Donets Basin (dənyĕts`), abbreviated as Donbas (dənbäs`), industrial region (c.10,000 sq mi/25,900 sq km), E Ukraine and SW European Russia, N of the Sea of Azov and W of the Donets River. It is located mainly in Donetsk and Luhansk regions of Ukraine and extends E into Rostov region. The Donets Basin forms one of the densest industrial concentrations in the world. Based on a formerly rich supply of coal, the Donbas was extensively developed in the 19th and 20th cent. because of its proximity to markets in European areas of the Russian Empire and the Soviet Union and to large deposits of ferrous metals in Ukraine (Kryvyy Rih, Nikopol). Two types of coal predominate in the Donbas: anthracite, in the south and east (used mainly by thermal power stations), and bituminous, in the southwest and north (used mainly for coking). Major coal centers include Shakhty (Russia) and Shakhartsk, Horlivka, and Krasnyy Luch (Ukraine). Other minerals besides coal are produced in the region, and there are also heavy-machinery, chemical, and power plants. Major iron- and steel-producing centers are Donetsk, Yenakiyeve, Makiyivka, Kramatorsk, and Alchevsk. The development of the Donets Basin began c.1870, and by 1913 it was the source of virtually all the coal and more than half of the iron and steel produced in czarist Russia. Strikes in this region in the late 1980s, coupled with strikes in the Siberian Kuzbas region, brought Soviet industrial production to a standstill and caused a crisis for the Communist government.

Donets Basin

 or Donbas

Large mining and industrial region, southeastern Ukraine and southwestern Russia.
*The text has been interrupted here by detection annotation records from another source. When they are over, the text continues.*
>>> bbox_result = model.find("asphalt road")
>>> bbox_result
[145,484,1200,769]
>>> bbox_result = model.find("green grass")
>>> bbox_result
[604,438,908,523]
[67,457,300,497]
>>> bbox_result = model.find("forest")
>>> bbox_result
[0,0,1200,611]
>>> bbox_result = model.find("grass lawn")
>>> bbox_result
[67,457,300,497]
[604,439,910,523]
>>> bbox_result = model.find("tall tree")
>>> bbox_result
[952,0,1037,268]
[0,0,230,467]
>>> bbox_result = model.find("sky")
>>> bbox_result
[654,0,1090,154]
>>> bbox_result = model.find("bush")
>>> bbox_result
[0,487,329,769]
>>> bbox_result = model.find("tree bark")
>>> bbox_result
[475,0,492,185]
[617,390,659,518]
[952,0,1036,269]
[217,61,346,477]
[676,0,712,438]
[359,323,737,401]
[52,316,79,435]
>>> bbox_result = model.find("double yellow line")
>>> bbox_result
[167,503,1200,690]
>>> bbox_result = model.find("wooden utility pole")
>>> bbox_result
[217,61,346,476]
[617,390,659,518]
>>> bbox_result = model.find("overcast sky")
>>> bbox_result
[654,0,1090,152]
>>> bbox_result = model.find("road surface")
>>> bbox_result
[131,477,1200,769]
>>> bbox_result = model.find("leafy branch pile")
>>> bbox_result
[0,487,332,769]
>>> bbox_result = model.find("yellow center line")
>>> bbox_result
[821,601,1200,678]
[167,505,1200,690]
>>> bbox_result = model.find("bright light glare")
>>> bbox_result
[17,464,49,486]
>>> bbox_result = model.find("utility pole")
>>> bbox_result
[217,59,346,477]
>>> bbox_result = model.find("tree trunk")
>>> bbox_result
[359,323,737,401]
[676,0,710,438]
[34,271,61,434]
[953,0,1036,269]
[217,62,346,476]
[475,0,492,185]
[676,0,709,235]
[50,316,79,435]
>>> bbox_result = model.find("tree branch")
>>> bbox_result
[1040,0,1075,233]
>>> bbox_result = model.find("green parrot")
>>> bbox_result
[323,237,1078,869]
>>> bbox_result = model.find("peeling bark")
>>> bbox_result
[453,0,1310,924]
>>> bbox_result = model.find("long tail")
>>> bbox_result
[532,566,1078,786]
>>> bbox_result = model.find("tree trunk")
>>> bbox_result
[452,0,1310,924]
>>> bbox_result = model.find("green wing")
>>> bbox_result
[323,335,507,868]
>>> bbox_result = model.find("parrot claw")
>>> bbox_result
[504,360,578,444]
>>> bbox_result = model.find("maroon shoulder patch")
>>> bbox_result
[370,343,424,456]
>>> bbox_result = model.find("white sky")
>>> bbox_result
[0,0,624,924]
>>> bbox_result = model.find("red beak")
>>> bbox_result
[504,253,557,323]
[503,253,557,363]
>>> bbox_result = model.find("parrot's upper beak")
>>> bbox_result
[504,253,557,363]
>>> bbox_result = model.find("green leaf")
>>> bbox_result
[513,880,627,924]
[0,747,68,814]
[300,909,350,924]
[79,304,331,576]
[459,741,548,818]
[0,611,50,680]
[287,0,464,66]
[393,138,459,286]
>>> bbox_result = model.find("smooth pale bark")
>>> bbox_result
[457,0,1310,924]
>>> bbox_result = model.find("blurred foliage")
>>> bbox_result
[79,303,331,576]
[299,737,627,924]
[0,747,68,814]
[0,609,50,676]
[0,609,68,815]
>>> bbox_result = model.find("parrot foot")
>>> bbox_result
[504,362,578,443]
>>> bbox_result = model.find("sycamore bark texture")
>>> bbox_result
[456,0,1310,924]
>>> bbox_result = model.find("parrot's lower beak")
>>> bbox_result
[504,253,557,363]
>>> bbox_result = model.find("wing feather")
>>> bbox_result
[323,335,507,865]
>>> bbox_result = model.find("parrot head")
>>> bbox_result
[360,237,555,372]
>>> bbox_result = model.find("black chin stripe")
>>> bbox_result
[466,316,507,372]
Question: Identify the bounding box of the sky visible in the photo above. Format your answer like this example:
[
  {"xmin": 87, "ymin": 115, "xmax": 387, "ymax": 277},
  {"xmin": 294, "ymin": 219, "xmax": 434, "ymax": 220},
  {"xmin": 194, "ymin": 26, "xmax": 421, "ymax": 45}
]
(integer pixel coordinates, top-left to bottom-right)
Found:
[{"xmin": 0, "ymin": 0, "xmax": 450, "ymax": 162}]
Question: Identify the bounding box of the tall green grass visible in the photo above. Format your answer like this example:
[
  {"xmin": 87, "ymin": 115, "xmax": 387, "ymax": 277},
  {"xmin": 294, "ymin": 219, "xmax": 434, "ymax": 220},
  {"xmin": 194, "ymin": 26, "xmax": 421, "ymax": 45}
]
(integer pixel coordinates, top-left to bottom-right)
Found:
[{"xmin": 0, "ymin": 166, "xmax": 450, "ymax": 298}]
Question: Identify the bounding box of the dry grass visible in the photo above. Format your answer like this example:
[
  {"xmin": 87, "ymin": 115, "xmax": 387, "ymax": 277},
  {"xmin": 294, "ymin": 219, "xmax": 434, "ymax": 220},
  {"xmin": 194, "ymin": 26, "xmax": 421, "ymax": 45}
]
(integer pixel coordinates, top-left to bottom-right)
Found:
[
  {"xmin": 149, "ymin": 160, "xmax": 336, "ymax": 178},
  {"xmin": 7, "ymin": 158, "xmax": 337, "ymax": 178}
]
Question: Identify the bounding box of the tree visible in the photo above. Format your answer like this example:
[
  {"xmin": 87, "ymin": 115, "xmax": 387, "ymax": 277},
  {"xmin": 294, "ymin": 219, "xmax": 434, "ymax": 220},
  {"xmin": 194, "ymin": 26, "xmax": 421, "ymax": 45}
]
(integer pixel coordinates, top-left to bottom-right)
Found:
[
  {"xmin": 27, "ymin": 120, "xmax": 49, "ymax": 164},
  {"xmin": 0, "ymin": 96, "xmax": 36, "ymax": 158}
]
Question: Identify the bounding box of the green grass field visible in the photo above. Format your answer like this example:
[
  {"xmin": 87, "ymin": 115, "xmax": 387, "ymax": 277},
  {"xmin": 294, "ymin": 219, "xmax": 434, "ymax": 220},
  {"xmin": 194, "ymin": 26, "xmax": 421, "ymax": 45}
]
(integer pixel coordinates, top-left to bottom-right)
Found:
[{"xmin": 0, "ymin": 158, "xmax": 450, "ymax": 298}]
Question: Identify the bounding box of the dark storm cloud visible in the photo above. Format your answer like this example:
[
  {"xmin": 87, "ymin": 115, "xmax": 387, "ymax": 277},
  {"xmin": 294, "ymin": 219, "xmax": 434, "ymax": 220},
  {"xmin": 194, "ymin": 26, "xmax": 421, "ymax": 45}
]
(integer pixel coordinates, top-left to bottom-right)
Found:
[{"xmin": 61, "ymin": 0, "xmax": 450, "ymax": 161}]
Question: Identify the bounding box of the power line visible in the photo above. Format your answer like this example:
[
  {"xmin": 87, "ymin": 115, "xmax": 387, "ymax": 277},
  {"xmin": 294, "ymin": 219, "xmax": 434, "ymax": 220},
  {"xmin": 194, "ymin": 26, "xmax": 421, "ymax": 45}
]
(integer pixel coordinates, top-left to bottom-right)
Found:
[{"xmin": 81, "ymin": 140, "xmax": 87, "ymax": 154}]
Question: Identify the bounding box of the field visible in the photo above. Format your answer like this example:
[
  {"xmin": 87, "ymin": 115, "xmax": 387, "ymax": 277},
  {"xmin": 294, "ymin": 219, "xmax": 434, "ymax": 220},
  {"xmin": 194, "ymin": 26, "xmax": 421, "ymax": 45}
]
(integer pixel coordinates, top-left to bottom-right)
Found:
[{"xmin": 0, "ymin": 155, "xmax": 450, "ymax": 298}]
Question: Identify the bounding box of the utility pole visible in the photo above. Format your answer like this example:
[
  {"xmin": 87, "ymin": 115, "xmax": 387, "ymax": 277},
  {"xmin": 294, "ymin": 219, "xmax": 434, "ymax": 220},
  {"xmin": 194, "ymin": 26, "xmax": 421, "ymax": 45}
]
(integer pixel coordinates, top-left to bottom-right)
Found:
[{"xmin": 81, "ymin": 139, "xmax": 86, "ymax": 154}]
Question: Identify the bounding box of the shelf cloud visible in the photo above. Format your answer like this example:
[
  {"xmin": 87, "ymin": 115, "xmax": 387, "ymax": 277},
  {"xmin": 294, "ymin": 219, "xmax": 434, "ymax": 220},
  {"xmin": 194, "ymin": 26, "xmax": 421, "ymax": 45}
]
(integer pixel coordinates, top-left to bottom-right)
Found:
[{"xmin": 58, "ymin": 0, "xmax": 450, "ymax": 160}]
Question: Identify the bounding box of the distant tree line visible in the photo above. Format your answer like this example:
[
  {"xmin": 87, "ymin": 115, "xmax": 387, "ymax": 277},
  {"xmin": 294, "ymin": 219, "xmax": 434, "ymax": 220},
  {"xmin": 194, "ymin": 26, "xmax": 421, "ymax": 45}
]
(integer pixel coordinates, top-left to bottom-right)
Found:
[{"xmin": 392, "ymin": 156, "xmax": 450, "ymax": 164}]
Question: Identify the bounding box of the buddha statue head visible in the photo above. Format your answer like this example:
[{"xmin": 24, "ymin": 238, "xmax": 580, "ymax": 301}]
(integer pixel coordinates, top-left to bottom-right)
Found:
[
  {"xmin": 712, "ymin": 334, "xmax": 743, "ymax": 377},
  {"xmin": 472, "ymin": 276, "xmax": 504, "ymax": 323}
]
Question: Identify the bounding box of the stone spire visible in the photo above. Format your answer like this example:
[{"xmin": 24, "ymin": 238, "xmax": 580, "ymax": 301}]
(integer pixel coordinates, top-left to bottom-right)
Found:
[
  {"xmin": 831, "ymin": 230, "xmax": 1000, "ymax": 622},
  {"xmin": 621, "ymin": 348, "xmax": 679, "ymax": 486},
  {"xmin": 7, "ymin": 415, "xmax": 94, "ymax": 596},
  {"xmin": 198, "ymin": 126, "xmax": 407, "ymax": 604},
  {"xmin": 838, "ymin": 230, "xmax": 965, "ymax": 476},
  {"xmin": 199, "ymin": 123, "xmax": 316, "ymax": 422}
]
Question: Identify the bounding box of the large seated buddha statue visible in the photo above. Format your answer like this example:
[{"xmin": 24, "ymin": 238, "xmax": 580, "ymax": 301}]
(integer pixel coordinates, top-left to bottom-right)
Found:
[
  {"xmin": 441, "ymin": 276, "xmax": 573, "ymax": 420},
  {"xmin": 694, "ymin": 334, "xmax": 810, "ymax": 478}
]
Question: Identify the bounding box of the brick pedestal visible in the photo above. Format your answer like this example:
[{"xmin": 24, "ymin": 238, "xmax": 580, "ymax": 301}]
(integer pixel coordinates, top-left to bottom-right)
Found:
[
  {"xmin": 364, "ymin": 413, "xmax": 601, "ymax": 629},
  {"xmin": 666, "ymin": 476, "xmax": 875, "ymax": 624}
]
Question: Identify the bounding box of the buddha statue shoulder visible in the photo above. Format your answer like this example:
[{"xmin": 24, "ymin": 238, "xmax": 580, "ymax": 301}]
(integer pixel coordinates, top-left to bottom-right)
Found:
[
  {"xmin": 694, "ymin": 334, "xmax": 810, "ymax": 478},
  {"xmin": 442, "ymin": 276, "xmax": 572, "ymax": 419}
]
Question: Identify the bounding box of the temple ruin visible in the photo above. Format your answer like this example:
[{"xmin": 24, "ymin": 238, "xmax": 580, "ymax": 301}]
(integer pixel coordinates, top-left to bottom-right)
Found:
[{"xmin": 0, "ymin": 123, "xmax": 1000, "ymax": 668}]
Notable for its coal and iron reserves, the exploited area of the coalfield covers nearly 9,000 sq mi (23,300 sq km) south of the Donets River. First mined in the early 19th century, by 1913 the Donets Basin was producing 87% of Russian coal. The coalfields adjoin the rich ironfield of Krivoi Rog, where an ironworks was set up in 1872 in Donetsk; by 1913 it was making 74% of all Russian pig iron. The area today is the largest single producing area of iron and steel in Ukraine and one of the world's major heavy-industrial complexes.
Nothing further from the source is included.